This is my first post! Before I fill in my question, first let me say I started with Python when I was 8 and switched to
Java when I was 11. I'm VERY interested in compression, physics simulations, vortices, cellular automaton, and other nerdy stuff. I go to a really advanced school. However, although I am a good programmer, I still have problems with some things like programming algebra and optimizing problems such as compression. I've been trying to solve this for several months and I've been growing desperate. So far in my file compression application I'm making, I have a working GUI, file reader and writer, and decompressor. I have a not-so working, about a third of the way done compressor. My problem needs a lot of explaining, so only help me if you have a lot of time.
Anyways, for the past three quarters of a year (Wow!) I've been working on a dictionary-based file compression application for Mac (but it is platform-independent, you just can double click on compressed files to decompress them) called Comprezzor. The compression method is completely my invention. Basically, it replaces repeating strings with numbers. I've already made it foolproof, with escape characters and everything, and making sure multi digit numbers work.
As you can see there is compression:
How much wood would a woodchuck chuck if a woodchuck could chuck wood?
versus
wood;chuck ;ould; a ;:How much 0 w23011if301c2 10?
The compressed file is roughly 71.4% of the uncompressed file in number of characters. This isn't much, but compression would increase with larger documents.

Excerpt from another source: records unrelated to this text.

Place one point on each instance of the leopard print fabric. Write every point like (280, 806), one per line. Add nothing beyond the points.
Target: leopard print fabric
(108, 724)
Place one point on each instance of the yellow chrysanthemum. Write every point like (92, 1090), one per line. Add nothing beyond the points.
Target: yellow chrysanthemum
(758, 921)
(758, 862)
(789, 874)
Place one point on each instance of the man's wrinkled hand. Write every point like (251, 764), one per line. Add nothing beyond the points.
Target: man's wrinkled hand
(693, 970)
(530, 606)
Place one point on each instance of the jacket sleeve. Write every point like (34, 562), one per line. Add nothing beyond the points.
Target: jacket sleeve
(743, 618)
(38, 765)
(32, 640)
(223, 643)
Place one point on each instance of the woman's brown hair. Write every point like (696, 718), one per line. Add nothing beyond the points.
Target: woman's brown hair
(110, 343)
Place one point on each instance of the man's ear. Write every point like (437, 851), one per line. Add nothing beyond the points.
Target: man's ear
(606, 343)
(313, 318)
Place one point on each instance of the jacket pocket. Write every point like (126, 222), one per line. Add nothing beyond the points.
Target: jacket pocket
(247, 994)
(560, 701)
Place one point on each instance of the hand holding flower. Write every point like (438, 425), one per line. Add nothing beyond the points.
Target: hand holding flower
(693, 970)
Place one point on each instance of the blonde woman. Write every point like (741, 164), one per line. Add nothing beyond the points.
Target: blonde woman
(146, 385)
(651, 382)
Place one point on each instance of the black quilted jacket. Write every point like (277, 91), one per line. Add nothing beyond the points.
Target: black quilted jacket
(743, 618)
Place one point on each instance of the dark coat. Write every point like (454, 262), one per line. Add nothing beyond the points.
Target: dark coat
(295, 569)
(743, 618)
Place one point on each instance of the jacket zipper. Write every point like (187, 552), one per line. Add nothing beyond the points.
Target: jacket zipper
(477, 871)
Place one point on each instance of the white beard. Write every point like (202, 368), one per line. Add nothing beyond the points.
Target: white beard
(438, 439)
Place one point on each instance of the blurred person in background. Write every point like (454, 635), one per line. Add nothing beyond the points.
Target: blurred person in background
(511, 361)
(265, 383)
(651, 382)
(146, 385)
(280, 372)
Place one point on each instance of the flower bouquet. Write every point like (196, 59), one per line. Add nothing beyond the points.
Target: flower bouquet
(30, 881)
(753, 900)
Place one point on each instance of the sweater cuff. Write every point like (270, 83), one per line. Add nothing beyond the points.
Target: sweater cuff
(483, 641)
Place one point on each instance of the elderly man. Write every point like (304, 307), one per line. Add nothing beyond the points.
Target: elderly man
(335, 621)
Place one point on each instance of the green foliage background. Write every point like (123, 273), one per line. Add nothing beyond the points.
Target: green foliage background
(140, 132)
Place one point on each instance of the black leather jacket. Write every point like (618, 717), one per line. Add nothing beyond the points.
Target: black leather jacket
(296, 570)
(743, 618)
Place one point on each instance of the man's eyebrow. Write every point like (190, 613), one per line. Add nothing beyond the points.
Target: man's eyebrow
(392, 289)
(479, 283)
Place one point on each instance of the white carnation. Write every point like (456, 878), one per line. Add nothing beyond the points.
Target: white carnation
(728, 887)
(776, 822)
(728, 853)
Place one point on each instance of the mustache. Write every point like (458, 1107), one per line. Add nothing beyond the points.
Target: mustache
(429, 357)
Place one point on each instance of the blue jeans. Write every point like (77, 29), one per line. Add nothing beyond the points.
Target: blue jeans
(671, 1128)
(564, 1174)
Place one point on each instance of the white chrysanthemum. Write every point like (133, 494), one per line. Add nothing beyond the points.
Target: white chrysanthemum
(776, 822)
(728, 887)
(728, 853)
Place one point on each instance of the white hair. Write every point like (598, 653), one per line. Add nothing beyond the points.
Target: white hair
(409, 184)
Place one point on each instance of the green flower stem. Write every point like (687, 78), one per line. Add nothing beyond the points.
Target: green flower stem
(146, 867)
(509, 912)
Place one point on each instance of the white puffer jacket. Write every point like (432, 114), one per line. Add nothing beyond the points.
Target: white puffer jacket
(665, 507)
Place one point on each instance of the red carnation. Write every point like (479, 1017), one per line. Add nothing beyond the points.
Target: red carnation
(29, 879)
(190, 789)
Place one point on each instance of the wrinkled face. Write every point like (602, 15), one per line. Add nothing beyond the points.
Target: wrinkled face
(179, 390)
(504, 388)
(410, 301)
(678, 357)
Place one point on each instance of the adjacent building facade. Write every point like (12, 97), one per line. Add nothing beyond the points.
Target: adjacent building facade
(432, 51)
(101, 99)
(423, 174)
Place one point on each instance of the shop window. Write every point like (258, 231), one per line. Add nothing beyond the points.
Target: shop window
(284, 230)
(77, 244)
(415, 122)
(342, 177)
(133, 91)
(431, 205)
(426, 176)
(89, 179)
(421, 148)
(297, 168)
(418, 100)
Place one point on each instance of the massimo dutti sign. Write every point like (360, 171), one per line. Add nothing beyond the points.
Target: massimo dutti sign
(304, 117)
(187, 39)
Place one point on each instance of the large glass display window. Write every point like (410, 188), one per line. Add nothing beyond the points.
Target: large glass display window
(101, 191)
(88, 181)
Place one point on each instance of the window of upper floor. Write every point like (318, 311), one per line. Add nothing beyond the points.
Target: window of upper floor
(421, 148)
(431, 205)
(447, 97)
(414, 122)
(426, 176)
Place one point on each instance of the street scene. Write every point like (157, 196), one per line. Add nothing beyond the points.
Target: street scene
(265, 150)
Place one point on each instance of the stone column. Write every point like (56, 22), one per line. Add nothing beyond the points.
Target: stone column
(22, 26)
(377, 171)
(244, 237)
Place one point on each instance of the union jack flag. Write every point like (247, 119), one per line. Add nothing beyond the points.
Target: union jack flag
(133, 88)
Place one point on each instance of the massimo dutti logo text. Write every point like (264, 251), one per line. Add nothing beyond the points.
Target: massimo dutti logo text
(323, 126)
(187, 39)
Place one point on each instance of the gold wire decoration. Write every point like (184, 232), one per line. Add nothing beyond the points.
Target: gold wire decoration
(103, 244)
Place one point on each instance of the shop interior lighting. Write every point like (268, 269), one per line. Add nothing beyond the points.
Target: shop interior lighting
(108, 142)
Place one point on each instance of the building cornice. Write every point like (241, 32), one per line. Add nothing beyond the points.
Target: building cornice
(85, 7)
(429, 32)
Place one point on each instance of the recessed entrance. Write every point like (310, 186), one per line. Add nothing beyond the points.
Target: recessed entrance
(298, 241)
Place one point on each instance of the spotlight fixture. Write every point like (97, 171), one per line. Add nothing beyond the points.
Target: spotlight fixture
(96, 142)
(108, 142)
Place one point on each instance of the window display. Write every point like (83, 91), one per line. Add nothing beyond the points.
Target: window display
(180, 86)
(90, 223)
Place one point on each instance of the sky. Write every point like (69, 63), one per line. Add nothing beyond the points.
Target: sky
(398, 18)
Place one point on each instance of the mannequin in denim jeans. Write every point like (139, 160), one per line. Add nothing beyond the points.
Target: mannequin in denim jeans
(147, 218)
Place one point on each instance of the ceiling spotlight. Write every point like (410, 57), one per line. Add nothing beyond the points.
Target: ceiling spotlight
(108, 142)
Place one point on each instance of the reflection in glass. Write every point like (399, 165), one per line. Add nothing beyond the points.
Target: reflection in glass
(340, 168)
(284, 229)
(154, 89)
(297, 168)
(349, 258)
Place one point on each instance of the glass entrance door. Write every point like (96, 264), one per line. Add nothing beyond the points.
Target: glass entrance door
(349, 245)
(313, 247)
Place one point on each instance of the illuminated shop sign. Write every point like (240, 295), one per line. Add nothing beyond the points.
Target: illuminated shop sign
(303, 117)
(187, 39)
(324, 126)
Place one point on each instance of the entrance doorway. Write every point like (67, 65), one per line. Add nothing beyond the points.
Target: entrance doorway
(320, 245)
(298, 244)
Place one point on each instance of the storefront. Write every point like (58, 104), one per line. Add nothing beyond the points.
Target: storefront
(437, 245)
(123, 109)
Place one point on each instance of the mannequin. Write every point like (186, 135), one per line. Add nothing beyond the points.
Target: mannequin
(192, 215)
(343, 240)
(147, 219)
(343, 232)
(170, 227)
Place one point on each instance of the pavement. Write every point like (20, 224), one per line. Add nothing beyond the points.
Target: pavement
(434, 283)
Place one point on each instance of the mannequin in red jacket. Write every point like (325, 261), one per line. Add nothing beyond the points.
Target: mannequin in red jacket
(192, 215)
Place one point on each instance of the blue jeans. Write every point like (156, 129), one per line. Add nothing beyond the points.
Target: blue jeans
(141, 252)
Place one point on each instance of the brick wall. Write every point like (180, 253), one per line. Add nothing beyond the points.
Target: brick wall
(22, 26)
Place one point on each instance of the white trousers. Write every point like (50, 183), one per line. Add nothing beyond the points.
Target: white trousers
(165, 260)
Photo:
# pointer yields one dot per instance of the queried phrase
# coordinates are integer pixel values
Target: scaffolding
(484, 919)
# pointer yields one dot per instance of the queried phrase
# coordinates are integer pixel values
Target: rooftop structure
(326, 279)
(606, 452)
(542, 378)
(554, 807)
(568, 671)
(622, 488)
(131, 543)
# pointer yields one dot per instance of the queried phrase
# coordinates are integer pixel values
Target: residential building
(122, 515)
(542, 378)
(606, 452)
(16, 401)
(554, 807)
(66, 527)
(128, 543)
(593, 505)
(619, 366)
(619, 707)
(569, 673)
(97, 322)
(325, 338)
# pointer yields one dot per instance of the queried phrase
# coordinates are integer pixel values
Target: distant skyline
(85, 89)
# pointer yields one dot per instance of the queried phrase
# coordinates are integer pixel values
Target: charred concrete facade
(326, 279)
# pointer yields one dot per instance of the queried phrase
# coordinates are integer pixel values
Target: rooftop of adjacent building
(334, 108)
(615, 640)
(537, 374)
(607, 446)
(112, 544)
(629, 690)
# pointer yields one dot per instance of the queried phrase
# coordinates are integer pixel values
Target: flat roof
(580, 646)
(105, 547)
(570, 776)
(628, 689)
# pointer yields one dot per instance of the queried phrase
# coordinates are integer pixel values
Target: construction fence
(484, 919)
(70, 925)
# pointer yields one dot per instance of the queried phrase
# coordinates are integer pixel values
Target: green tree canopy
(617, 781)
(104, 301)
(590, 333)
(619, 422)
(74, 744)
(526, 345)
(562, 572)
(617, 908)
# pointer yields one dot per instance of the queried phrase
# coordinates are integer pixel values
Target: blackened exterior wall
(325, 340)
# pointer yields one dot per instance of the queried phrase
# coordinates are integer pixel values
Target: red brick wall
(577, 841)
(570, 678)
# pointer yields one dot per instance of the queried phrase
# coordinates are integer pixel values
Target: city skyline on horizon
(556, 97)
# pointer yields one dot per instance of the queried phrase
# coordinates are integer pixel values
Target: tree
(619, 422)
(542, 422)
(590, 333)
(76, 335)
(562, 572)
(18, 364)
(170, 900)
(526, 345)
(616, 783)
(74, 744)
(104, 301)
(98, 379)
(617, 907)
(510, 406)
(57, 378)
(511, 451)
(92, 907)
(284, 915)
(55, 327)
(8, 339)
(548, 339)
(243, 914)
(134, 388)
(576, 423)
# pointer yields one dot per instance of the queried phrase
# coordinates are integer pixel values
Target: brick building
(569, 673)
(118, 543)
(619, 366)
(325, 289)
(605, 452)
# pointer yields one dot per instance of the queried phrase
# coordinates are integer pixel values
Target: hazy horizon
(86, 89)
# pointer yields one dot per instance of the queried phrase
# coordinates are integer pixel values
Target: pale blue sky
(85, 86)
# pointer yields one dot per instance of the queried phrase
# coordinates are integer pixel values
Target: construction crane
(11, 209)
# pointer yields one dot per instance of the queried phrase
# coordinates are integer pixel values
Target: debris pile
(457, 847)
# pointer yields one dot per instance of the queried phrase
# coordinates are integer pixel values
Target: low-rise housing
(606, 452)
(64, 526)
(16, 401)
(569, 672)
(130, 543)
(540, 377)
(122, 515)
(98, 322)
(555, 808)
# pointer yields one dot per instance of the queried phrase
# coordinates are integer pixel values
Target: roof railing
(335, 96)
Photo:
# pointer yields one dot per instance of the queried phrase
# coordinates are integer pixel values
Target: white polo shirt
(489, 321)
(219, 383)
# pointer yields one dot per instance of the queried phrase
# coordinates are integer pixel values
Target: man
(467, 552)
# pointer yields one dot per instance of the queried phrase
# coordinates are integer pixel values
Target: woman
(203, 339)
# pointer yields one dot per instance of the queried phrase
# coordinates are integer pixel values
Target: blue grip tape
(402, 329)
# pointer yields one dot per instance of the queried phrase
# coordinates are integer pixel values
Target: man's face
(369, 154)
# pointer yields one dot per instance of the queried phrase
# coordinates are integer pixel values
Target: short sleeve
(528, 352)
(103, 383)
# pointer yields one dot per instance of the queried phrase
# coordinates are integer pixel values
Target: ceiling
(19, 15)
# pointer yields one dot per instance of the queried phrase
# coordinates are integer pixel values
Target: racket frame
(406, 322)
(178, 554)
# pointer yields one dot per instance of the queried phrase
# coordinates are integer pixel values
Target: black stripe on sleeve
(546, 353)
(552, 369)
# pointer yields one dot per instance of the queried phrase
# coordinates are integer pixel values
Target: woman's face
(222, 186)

How it works is it finds every single substring of characters in the whole
string. (up to a certain depth, so it doesn't take hours) It then uses a formula I came up with to find, assuming it is given a single digit number as a replacement. The substrings that save the most space are put in the dictionary first. Or should it be ordered by the ones that repeat the most and save space, because if they go farther down the list they'll get multi-digit numbers and cost more per replacement? And what if, say one repeats more than the other, so it should be 10th on the list and get 9, while the other has to get replaced with [multi-digit escape character]10[multi-digit escape character], and not save any space anymore? Should they be swapped, to make both save space?
Plus, say we have the compressible string "green green green green javagreenhorn javagreenhorn javagreenhorn".
You'll compress "green" and "javagreenhorn". However, "javagreenhorn" is larger and will save more space than "green" per replacement, so the compressed form, not including the dictionary, should look like
"0 0 0 0 1 1 1",
not
"0 0 0 0 java0horn java0horn java0horn"
So, that means that in the formula for how much space "green" saves, the number of repeats should be reduced because
you should replace larger ones first, because they save more space. However, that might not apply to everything, because say the larger
word is only a few characters larger, and it's multi digit, so it doesn't save any space, or saves less space than the smaller word, which is single digit. That would mean that the number of repititions depends on the number of repititions, which throws the program into an infinite loop! AGH!
So, so frustrating!
*throws computer out of window*
Please, I need serious help on a very complicated problem!